Which are the advantages of this approach? On the first hand, all the files coming from a single package are grouped in a single directory, making things a lot clearer when searching for files. On the other hand, it allows the concurrent installation of multiple versions of the same program. This last reason is specially important, as it simplifies the process of updating a shared library (which is a PITA if has changed its major version number) or updating a server with a very short offline window (consider PostgreSQL, where you have to dump the database using the old version and import it in the new one).
Even though, you may be asking yourself if this is worth the effort, as doing it makes PATH settings unviable. Well, here is where views come to play. pkgviews lets you create a directory that holds symlinks to the packages installed under /usr/pkg/packages; these directories are views.
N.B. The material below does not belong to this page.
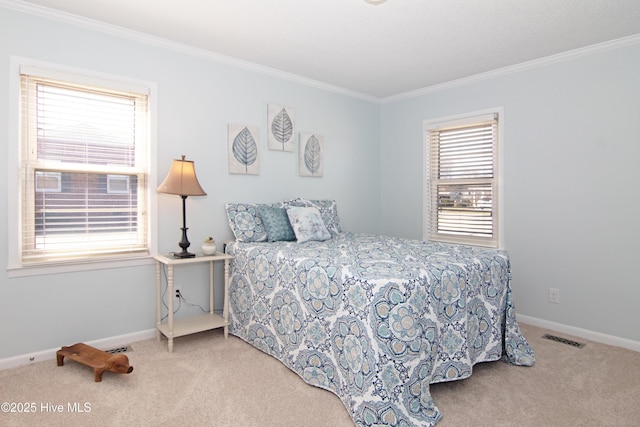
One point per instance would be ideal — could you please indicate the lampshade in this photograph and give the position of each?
(182, 180)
The default view, /usr/pkg, contains links to all installed packages (unless modified by the administrator). But if that's not enough for you, you can create as much views as you want. For example, you could create a /usr/gnome view that hold links to all your GNOME packages, and nothing else. Then, the end user has to configure his path to point to the view he wants and he gets direct access to all the packages in it.
Cool, isn't it? Of course! ;-) But there are still some problems, like handling packages that use "shared" directories (i.e., directories holding plugins and similar stuff). This is something being worked on at the moment, and it's worth a future post. For now, read the pkgsrc/mk/buildlink3/PKGVIEWS_UG file included in pkgsrc and start playing!